Jika seseorang mendapatkan pertanyaan yang jawabannya tidak ia ketahui secara pasti, mengakhiri penjelasan dengan wallahu a’lam bishawab adalah bentuk kejujuran ilmiah. Ini lebih baik daripada menjawab dengan spekulasi atau dugaan yang berpotensi salah. Sikap ini mencerminkan integritas serta ketundukan terhadap ilmu Allah yang tidak terbatas.

3. Dalam Ceramah, Tulisan, dan Diskusi Keagamaan

Ungkapan ini umum dijumpai dalam ceramah ustaz, artikel keislaman, dan diskusi-diskusi yang membahas topik agama. Biasanya digunakan untuk menjaga adab dialog, memperhalus perbedaan pendapat, serta menunjukkan bahwa kebenaran bukan untuk dipaksakan, melainkan untuk dicari bersama dalam kerendahan hati.

4. Sebagai Bentuk Tawadhu’ dan Kesopanan dalam Percakapan Sehari-Hari

Di Indonesia, frasa ini juga sering muncul dalam percakapan santai saat membahas isu keagamaan. Meskipun konteksnya tidak formal, penggunaannya tetap mencerminkan sikap rendah hati, serta kebiasaan baik dalam menjaga tutur kata dalam beragama.

5. Sebagai Pengingat Akan Keterbatasan Ilmu Manusia

Lebih dari sekadar penutup kalimat, wallahu a’lam bishawab berfungsi sebagai pengingat bahwa manusia tidak pernah bisa mengetahui seluruh kebenaran. Kalimat ini mengajarkan kehati-hatian dalam berbicara dan mendorong kita untuk terus belajar tanpa merasa paling benar.

Q & A Seputar Topik

Apa arti dari “Wallahu A’lam Bishawab”?

Wallahu A’lam Bishawab (والله أعلم بالصواب) berarti “Dan Allah lebih mengetahui mana yang benar” atau “Hanya Allah yang paling tahu kebenaran yang sebenarnya.” Ungkapan ini menunjukkan bahwa manusia memiliki keterbatasan dalam ilmu dan hanya Allah yang Mahatahu atas segala urusan.

Kapan biasanya frasa ini digunakan?

Ungkapan ini lazim digunakan setelah seseorang menyampaikan pendapat keagamaan, penjelasan, atau tafsir, baik dalam diskusi, ceramah, maupun tulisan. Tujuannya adalah untuk menyatakan bahwa apa yang disampaikan bisa saja keliru dan bahwa kebenaran mutlak hanya milik Allah SWT.

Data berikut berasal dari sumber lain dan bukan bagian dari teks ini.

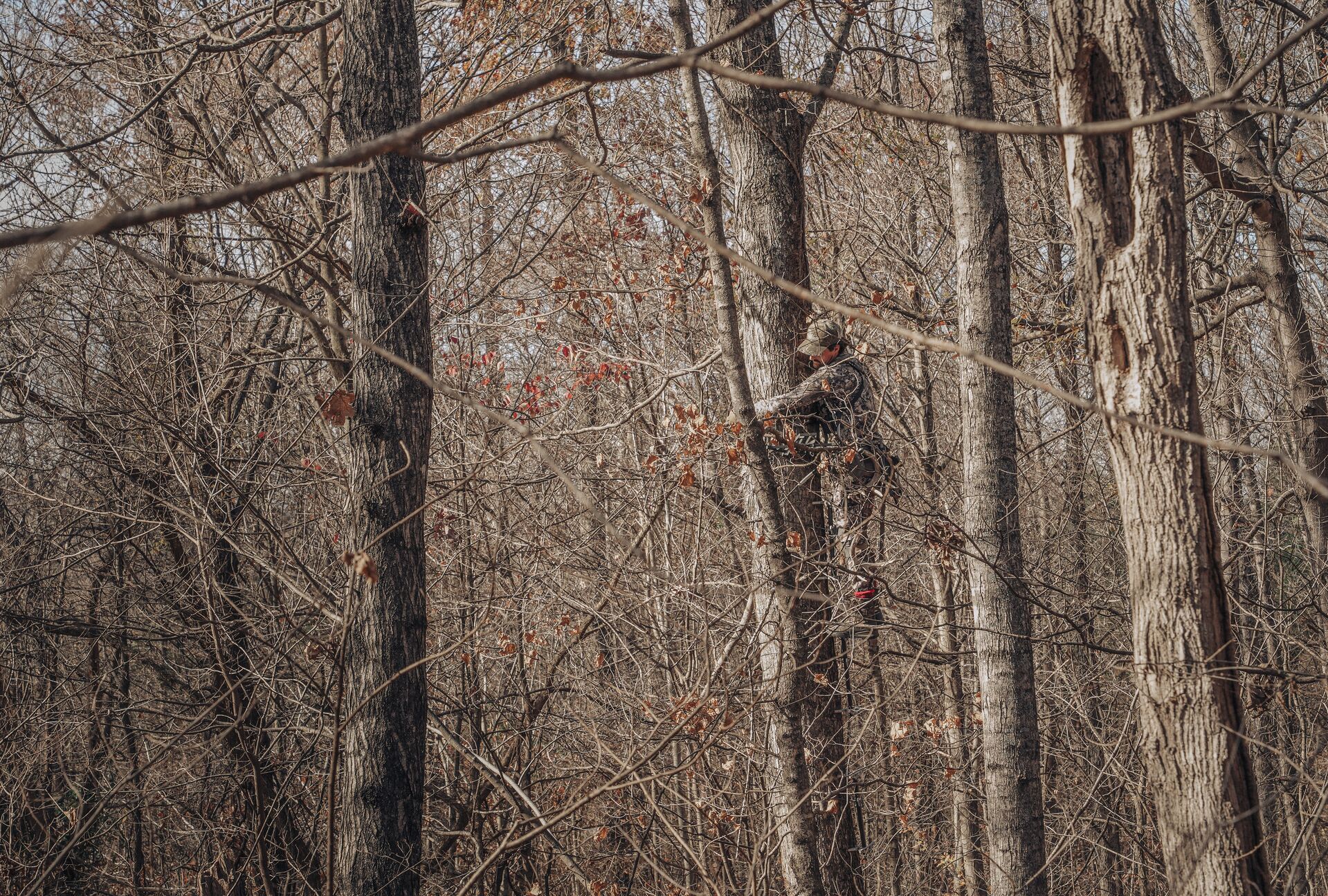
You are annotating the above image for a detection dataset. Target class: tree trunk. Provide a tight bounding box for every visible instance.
[335,0,433,896]
[932,0,1046,896]
[708,0,857,895]
[913,349,987,896]
[669,0,826,896]
[1189,0,1328,568]
[1050,0,1271,896]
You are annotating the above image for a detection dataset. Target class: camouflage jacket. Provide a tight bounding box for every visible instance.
[756,347,883,448]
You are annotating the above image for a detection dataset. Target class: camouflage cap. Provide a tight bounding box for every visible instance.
[798,318,844,354]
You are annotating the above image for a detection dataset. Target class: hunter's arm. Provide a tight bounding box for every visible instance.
[756,364,858,417]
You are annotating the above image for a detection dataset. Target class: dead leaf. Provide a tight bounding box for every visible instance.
[341,551,379,583]
[316,389,354,426]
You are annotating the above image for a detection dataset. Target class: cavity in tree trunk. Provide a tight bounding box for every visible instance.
[1050,0,1271,896]
[336,0,432,896]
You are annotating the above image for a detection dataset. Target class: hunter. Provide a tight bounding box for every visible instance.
[756,318,900,600]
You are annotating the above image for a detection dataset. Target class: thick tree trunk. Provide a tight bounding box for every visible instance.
[1190,0,1328,568]
[708,0,857,895]
[913,349,987,896]
[1050,0,1271,896]
[932,0,1046,896]
[669,0,826,896]
[335,0,433,896]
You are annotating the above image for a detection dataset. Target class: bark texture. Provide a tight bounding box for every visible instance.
[1050,0,1271,896]
[669,0,826,896]
[932,0,1046,896]
[1188,0,1328,576]
[336,0,433,896]
[708,0,858,895]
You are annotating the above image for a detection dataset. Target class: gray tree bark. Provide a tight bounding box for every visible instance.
[335,0,433,896]
[1188,0,1328,581]
[669,0,826,896]
[913,349,987,896]
[708,0,858,895]
[1050,0,1271,896]
[932,0,1046,896]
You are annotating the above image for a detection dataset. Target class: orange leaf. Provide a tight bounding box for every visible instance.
[341,551,379,583]
[316,389,354,426]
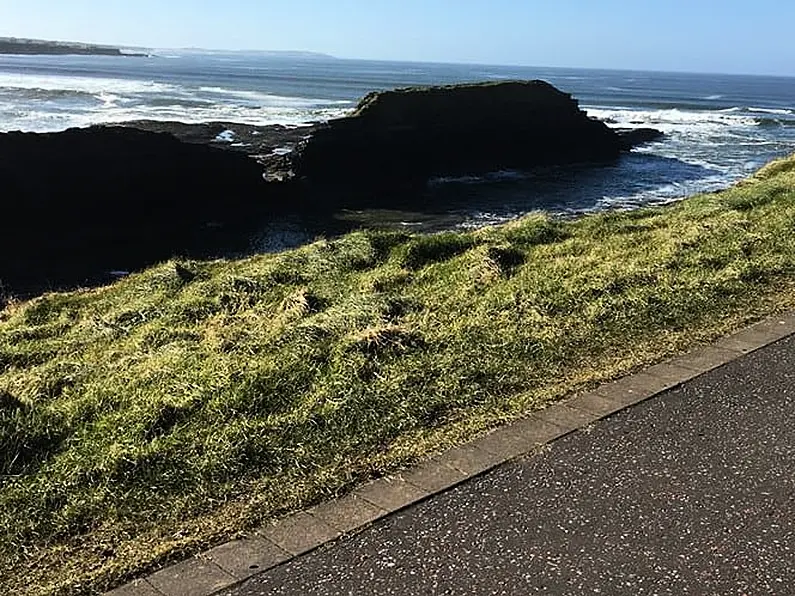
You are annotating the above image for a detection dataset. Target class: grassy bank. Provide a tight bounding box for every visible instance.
[0,158,795,594]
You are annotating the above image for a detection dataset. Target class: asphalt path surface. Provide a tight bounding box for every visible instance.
[224,338,795,596]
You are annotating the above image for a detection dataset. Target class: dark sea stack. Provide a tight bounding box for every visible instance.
[0,127,280,290]
[294,81,624,189]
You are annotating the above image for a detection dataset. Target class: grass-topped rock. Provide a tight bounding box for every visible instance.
[0,159,795,595]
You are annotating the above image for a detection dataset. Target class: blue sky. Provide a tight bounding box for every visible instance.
[0,0,795,75]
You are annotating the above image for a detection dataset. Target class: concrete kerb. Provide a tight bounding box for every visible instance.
[106,312,795,596]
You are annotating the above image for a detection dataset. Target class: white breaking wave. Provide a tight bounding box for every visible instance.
[585,107,758,134]
[0,73,352,132]
[199,87,353,108]
[0,72,178,95]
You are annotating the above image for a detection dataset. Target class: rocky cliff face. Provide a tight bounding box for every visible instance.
[293,81,625,189]
[0,81,657,295]
[0,127,278,289]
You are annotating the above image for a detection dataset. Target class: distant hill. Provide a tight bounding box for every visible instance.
[0,37,145,56]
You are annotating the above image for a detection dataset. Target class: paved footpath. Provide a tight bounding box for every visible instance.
[221,337,795,596]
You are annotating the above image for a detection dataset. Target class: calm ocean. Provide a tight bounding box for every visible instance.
[0,51,795,233]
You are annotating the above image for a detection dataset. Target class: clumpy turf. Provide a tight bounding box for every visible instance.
[0,159,795,594]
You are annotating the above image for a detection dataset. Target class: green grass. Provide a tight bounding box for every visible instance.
[0,158,795,595]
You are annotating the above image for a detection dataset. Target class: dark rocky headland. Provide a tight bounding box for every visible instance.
[0,81,660,293]
[0,37,143,56]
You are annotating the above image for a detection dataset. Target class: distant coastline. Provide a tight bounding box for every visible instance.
[0,37,146,57]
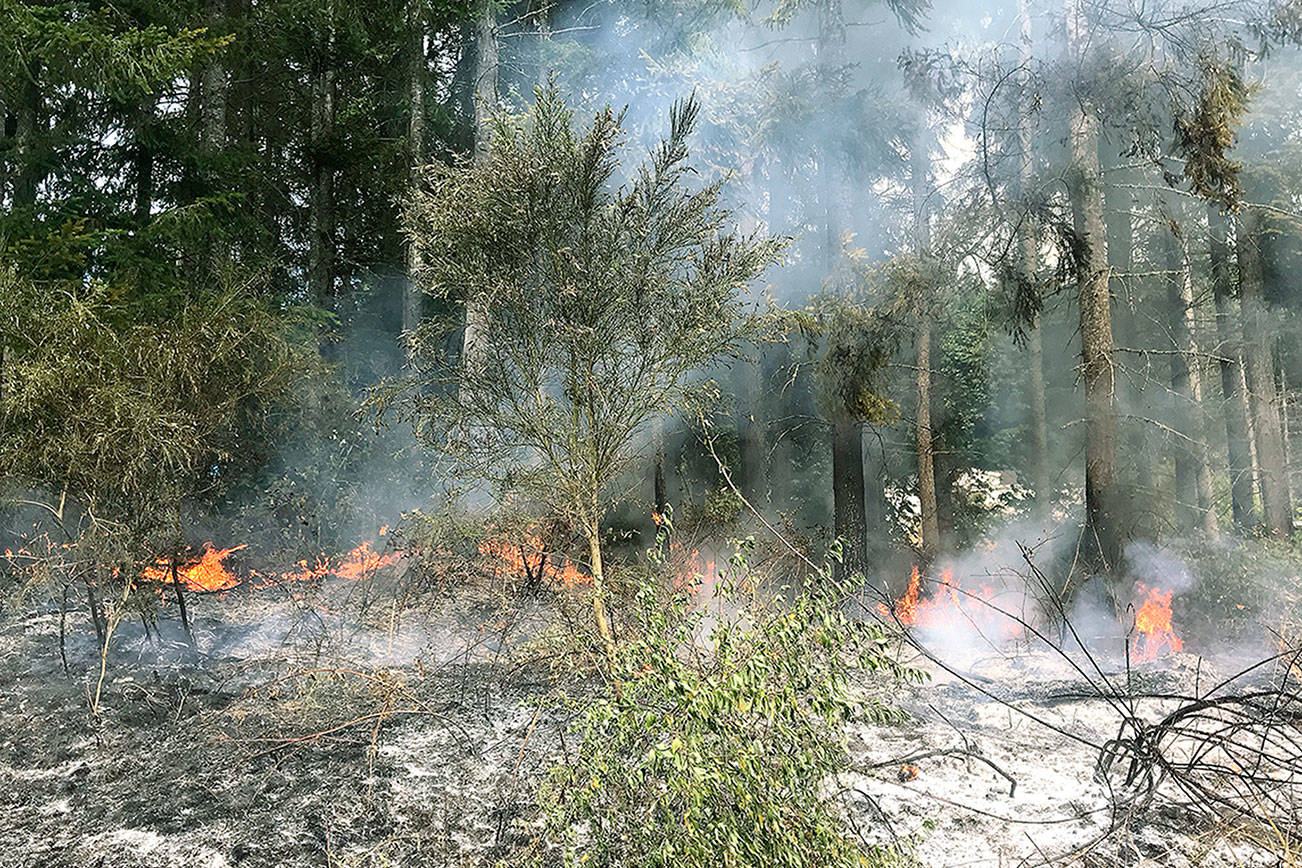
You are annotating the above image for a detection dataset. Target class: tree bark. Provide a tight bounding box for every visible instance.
[1207,204,1256,530]
[1068,0,1125,571]
[1160,204,1220,536]
[914,315,940,563]
[909,128,940,563]
[815,0,867,575]
[461,4,499,366]
[1017,0,1053,511]
[1026,324,1053,502]
[307,3,337,310]
[13,65,46,208]
[586,522,615,662]
[832,415,868,575]
[651,416,669,515]
[132,96,156,223]
[402,0,428,343]
[1237,208,1293,537]
[199,0,228,155]
[737,349,768,504]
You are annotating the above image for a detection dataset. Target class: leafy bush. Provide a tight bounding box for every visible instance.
[528,524,911,868]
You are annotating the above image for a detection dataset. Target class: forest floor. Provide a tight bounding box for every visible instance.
[0,569,1282,868]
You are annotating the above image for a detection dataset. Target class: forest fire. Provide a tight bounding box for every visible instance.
[141,540,402,593]
[282,540,402,584]
[876,566,1022,639]
[479,530,592,588]
[1130,582,1185,660]
[141,543,245,592]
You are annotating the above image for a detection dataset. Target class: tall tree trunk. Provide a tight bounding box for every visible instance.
[199,0,228,155]
[533,0,553,87]
[832,415,868,575]
[1159,202,1220,535]
[1017,0,1053,511]
[651,416,669,515]
[13,65,46,208]
[132,96,156,223]
[402,0,430,343]
[585,521,615,662]
[1103,167,1156,518]
[815,0,867,575]
[307,1,337,310]
[737,347,768,504]
[1237,208,1293,537]
[462,4,499,366]
[909,128,940,563]
[914,315,940,563]
[1068,0,1125,571]
[859,428,891,561]
[1207,204,1256,530]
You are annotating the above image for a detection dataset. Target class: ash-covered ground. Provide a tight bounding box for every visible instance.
[0,577,567,868]
[0,584,1282,868]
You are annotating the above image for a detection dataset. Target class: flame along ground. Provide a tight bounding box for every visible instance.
[479,528,592,588]
[1130,582,1185,660]
[141,527,402,593]
[876,566,1022,639]
[876,566,1185,661]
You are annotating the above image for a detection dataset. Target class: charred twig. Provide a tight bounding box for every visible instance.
[859,747,1017,796]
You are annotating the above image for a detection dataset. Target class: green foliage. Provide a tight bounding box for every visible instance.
[533,523,913,868]
[0,269,314,546]
[0,0,230,99]
[390,90,781,532]
[1174,56,1250,208]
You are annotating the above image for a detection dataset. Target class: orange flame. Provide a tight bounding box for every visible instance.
[280,540,402,582]
[876,566,1022,638]
[141,543,245,591]
[1130,582,1185,660]
[479,531,592,588]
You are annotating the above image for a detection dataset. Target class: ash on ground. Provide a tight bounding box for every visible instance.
[0,580,1279,868]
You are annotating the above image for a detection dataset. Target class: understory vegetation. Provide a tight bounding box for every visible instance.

Apa makna spiritual dari ucapan ini?

Frasa ini mencerminkan kerendahan hati (tawadhu’) dan sikap ilmiah dalam Islam. Seseorang yang mengucapkannya mengakui keterbatasannya, tidak merasa paling benar, dan menyerahkan urusan kebenaran kepada Allah. Ini menunjukkan kejujuran intelektual dan adab dalam menyampaikan ilmu.

Apakah ungkapan ini hanya dipakai oleh ulama?

Tidak. Siapa saja boleh dan dianjurkan menggunakannya, baik santri, guru, pelajar, penulis, maupun orang awam, terutama saat menjawab pertanyaan agama atau menyampaikan sesuatu yang belum pasti kebenarannya. Ini adalah cara sopan untuk menyampaikan bahwa kita tidak mengklaim kebenaran secara mutlak.

Apa hikmah membiasakan diri mengucapkan “Wallahu A’lam Bishawab”?

Dengan membiasakan diri mengucapkan frasa ini, seseorang dilatih untuk bersikap rendah hati, berhati-hati dalam berbicara, serta lebih menghargai perbedaan pendapat. Ini juga membantu menjaga kesantunan dalam berdiskusi dan menghindarkan dari sikap sombong dalam menyampaikan ilmu.